Commonplace activities have supplied great metaphors for life and I’ve been given an opportunity to discover the sublime in the mundane as I revisit a former pastime of mine…putting together jigsaw puzzles.

So let me discuss the healthy value of doing jigsaw puzzles and how, during these times of isolation, they can also be a sacred contemplative practice.
It’s been scientifically shown that solving jigsaw puzzles helps with our brain health by reinforcing existing neural connections and by generating new relationships between the cells of our brain. Doing puzzles, help to rewire our brain in ways that improve our mental speed and enhance several cognitive processes.

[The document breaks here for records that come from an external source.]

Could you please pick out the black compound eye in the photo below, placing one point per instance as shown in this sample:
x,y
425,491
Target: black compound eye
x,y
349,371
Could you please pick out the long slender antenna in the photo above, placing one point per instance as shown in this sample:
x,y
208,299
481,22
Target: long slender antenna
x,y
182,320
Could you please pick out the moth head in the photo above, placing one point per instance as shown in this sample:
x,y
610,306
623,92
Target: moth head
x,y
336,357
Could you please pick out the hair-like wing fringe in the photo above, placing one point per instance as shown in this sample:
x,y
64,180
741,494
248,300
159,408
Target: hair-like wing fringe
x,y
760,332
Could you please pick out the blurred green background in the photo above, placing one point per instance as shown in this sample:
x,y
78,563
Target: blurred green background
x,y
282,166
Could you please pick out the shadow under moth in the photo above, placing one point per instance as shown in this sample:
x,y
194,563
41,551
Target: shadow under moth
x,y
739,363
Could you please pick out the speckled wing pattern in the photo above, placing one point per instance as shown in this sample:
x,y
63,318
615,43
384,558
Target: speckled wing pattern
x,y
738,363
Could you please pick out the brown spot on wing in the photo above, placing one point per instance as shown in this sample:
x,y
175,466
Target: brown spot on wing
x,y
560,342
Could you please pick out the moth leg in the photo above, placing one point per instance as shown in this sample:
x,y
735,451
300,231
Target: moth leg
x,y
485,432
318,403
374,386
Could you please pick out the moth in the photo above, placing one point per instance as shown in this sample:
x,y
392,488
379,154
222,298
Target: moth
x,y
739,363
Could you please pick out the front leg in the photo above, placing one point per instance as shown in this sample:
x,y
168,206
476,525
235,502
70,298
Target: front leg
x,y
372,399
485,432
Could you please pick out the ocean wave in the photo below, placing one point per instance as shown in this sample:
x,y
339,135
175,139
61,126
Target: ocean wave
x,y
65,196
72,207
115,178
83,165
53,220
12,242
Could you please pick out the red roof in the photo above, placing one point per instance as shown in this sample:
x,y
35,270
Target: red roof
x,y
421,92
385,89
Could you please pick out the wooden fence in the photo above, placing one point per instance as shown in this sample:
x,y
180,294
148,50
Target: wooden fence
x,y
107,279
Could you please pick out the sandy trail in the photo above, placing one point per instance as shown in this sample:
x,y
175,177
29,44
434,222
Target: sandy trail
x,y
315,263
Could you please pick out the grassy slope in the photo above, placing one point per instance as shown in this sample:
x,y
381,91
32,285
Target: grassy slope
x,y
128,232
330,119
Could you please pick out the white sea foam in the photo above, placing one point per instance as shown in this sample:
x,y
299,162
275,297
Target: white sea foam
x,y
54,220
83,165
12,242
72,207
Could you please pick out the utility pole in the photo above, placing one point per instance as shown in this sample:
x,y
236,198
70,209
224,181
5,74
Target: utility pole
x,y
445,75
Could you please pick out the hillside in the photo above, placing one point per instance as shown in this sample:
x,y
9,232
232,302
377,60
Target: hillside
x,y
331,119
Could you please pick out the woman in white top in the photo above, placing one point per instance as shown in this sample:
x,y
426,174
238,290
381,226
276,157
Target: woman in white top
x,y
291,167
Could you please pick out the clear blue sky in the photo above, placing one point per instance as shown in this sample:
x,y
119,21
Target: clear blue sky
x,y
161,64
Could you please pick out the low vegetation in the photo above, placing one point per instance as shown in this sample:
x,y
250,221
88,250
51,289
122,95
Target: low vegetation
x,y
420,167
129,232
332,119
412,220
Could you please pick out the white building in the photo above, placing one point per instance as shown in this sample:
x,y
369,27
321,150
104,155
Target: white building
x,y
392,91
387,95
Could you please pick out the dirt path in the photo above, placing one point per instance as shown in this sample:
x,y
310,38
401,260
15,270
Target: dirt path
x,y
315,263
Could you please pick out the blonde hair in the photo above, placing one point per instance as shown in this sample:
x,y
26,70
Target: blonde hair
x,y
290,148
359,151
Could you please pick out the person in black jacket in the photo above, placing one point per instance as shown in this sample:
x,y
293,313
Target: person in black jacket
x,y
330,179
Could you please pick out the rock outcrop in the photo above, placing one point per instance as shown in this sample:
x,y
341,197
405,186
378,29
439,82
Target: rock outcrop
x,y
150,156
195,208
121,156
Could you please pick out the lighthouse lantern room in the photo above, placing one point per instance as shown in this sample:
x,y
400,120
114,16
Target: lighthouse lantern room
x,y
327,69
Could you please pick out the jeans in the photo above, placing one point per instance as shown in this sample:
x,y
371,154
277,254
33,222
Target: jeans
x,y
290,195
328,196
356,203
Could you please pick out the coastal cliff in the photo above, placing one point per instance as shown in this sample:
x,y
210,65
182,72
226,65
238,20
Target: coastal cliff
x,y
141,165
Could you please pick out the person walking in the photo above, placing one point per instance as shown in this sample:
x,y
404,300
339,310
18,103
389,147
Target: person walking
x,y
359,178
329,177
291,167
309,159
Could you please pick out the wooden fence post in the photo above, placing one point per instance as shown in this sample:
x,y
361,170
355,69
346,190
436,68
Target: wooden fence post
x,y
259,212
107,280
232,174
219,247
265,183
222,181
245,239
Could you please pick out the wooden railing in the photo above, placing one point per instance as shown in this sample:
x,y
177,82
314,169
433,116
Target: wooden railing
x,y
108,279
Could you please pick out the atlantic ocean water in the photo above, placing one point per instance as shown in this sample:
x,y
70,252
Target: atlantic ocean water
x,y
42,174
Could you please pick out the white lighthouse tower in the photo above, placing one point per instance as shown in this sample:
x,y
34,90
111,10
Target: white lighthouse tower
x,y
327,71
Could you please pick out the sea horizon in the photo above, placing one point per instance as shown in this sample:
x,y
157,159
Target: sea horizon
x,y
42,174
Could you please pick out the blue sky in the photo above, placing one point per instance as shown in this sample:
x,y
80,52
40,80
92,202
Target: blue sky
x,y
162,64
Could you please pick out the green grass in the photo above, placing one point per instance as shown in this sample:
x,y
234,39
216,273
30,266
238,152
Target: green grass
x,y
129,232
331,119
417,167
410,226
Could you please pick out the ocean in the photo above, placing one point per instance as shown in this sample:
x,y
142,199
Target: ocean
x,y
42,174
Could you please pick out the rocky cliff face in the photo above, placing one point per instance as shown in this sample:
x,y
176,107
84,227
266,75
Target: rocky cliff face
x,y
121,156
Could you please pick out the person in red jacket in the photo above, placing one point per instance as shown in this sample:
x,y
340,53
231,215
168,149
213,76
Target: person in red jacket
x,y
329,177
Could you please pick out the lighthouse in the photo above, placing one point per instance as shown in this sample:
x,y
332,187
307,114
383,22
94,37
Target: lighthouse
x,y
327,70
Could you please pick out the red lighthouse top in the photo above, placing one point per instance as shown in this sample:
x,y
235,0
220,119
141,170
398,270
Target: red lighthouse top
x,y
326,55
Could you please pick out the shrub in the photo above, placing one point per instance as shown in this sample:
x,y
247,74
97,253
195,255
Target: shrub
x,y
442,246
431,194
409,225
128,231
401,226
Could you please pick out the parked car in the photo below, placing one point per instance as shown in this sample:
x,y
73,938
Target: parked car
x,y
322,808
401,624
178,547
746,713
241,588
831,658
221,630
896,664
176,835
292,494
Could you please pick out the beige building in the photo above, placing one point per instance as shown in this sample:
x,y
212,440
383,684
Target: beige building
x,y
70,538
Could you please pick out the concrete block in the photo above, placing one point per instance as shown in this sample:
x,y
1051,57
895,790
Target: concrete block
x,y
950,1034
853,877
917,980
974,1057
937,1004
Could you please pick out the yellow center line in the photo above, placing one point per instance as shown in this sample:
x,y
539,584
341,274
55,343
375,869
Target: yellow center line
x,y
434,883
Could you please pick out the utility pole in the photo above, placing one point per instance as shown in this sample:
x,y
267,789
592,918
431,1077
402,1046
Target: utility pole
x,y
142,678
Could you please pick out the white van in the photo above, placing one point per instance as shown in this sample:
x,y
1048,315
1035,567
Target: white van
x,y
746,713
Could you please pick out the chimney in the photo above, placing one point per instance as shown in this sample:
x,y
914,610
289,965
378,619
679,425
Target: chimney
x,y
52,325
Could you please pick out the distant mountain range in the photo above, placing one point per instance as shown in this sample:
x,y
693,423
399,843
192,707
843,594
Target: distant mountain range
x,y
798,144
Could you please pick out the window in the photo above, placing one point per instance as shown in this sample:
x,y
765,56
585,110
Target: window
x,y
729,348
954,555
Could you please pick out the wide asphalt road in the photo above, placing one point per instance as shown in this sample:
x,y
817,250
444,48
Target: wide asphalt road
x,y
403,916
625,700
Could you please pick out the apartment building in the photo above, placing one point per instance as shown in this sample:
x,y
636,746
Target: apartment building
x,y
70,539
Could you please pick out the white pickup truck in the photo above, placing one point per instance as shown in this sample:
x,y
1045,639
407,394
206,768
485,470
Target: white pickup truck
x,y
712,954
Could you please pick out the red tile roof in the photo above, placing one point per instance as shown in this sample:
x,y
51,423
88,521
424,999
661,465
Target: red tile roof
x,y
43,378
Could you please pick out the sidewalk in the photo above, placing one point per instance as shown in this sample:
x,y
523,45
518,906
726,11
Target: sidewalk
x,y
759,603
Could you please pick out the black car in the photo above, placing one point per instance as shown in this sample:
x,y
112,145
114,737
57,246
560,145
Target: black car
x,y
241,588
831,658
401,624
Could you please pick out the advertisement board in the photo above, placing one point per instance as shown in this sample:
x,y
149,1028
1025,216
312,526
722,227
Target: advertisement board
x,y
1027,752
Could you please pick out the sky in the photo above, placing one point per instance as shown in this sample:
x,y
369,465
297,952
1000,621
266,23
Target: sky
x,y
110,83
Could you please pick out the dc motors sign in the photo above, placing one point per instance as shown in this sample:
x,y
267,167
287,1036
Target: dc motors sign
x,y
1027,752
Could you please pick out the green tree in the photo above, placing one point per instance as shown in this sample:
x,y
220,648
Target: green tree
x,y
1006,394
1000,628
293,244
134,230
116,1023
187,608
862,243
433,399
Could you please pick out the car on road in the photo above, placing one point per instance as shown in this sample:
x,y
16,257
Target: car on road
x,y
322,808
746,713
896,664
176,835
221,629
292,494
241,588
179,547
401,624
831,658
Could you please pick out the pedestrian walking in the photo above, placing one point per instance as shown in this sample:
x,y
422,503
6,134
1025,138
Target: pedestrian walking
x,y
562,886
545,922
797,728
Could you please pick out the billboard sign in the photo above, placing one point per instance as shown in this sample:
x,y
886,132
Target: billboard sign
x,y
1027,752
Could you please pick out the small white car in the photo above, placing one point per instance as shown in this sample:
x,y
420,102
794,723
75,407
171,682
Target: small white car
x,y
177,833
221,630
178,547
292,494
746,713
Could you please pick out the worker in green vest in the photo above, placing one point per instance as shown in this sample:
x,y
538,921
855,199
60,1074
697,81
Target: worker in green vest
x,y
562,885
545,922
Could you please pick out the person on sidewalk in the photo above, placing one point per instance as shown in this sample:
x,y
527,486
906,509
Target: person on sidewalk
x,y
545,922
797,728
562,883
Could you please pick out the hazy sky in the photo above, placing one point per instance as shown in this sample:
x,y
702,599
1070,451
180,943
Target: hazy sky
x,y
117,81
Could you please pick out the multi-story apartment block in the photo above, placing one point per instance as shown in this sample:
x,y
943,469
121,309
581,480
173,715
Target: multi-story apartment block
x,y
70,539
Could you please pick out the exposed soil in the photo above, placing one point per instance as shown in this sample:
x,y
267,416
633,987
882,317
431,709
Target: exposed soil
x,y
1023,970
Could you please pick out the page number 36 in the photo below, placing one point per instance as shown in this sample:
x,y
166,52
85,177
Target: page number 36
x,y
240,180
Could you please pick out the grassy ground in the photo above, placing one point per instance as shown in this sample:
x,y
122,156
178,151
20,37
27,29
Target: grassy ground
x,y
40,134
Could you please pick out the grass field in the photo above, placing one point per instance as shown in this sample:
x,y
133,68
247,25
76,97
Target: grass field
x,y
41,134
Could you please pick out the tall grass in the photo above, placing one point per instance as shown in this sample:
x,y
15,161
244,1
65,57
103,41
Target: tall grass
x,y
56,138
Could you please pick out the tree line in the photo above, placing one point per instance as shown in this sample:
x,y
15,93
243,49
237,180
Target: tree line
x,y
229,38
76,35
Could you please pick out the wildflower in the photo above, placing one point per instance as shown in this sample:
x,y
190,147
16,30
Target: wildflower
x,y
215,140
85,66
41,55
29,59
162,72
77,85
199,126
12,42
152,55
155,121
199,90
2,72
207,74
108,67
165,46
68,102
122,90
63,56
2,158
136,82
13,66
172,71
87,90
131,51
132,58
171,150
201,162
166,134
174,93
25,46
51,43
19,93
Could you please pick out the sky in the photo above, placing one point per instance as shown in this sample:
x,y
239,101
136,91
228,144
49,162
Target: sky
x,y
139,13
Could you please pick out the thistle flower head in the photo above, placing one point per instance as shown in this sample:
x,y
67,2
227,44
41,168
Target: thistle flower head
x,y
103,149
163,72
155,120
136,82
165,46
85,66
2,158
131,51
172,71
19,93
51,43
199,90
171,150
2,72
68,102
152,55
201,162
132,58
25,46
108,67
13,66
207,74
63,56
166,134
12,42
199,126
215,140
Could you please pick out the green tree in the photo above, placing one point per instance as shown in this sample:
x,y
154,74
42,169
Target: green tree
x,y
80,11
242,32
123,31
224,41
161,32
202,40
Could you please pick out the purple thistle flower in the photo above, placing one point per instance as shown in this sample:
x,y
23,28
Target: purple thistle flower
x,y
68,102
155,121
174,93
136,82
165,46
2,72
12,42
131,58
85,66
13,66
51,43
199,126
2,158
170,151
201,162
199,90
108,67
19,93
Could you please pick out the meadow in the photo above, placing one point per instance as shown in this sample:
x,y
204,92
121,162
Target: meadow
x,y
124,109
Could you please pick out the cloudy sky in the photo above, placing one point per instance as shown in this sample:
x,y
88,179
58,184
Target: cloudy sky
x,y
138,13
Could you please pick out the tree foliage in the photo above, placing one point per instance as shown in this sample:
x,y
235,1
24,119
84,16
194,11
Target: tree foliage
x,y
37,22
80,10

For example, when solving a jigsaw puzzle, we have to look at different shapes and colors and figure out where they fit into the “Big Picture.” This helps improve our short-term memory as well as our visual-spatial reasoning.

Puzzles also help improve our problem-solving skills. There’s a lot of trial and error involved in finding the correct interlocking puzzle pieces. Our brains learn the value of formulating theories and testing hypotheses.

If you are someone who assembles jigsaw puzzles, you are known as a Dissectologist. But as opposed to separating into parts, as in the medical meaning of dissection, a puzzle dissectologist is someone who analyzes, studies or examines something in fine detail.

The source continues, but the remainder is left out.